#### Why Use Elixir Pattern Matching?

##### February 2, 2017
elixir pattern matching

It’s almost twice faster than Elixir’s Enum.any?/2.

That’s an observation I had while doing an Elixir exercise on Exercism. In the exercise Sum of Multiples, I had to calculate the sum of numbers from 1 to n, which are multiples of any given factors.

Quoting the example in the problem: > If we list all the natural numbers up to but not including 20 that are > multiples of either 3 or 5, we get 3, 5, 6 and 9, 10, 12, 15, and 18. > The sum of these multiples is 78.

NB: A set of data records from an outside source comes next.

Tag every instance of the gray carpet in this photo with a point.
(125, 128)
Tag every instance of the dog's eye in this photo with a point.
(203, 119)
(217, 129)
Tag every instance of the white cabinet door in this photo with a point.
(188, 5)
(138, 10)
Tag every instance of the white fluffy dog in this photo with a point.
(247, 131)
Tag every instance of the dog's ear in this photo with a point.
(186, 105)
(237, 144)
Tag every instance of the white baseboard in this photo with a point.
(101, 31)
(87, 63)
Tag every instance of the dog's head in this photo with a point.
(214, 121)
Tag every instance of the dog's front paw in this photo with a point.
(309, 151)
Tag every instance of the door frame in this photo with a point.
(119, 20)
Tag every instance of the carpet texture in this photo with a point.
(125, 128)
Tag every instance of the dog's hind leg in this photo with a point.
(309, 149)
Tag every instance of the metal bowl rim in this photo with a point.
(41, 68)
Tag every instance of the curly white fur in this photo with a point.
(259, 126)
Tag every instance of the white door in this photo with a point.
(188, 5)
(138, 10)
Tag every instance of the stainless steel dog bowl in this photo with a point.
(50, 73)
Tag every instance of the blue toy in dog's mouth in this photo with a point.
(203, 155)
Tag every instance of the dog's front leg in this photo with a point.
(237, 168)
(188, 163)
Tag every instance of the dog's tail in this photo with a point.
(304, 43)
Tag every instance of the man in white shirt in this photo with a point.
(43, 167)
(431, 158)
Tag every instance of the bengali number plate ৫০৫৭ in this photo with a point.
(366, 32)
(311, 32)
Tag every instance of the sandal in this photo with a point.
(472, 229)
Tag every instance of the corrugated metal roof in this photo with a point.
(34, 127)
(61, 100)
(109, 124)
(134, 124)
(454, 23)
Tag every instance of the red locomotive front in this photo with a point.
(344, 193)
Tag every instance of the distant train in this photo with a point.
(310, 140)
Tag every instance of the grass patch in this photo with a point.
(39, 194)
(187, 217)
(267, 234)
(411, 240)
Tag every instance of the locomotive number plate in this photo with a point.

The solution for the problem itself is simple, whereby we can filter the list of numbers which is a multiple of one of the factors. I have defined a private function is_multiple?/2 which returns true if a number is a multiple of the factors or false otherwise.

def to(limit, factors) do
1..limit-1
|> Enum.filter(&(is_multiple?(&1, factors)))
|> Enum.sum
end


Now the interesting part happens in is_multiple?/2.

Coming from Ruby & Javascript background, my first instinct is to use Enum.any?/2 which returns true as soon as an element of a list satisfies the predicate function. In this case, the predicate is simply checking that the remainder of the number divided by the factor is 0.

defp is_multiple?(num, factors) do
factors
|> Enum.any?(&(rem(num, &1) == 0))
end


This works, but then I started thinking about how to write it in a more Elixir way, so here comes pattern matching with recursion. It checks if the number is a multiple of the first factor in the list. If so, it returns true, otherwise, it recurses through the list until there is no more factor left in the list.

defp is_multiple?(num, []), do: false
defp is_multiple?(num, [factor | _]) when rem(num, factor) == 0, do: true
defp is_multiple?(num, [_ | factors]), do: is_multiple?(num, factors)


This works too! All fine and dandy!

Then comes the next question of how do they perform at scale. I wanted to know how do the performance differ, so I wrote a simple test with 10 million as the limit and the list of factors being the first 1000 prime numbers.

test "very large number and many factors" do
n = 10_000_000
multiples = primes(1000)
assert SumOfMultiples.to(n, multiples) == 499999500000
end

def is_prime(x), do: (2..x |> Enum.filter(fn a -> rem(x, a) == 0 end) |> length()) == 1
def prime(n), do: Stream.interval(1) |> Stream.drop(2) |> Stream.filter(&is_prime/1) |> Enum.take(n)


The result surprised me. With Enum.any?, the test completed in just after a minute.

SumOfMultiplesTest
* test very large number and many prime factors (62269.0ms)


With pattern matching, the test took almost half the time and completed in just over 33 seconds.

SumOfMultiplesTest
* test very large number and many prime factors (33141.2ms)


This is a promising finding and it makes me more intrigued by the Elixir pattern matching capability.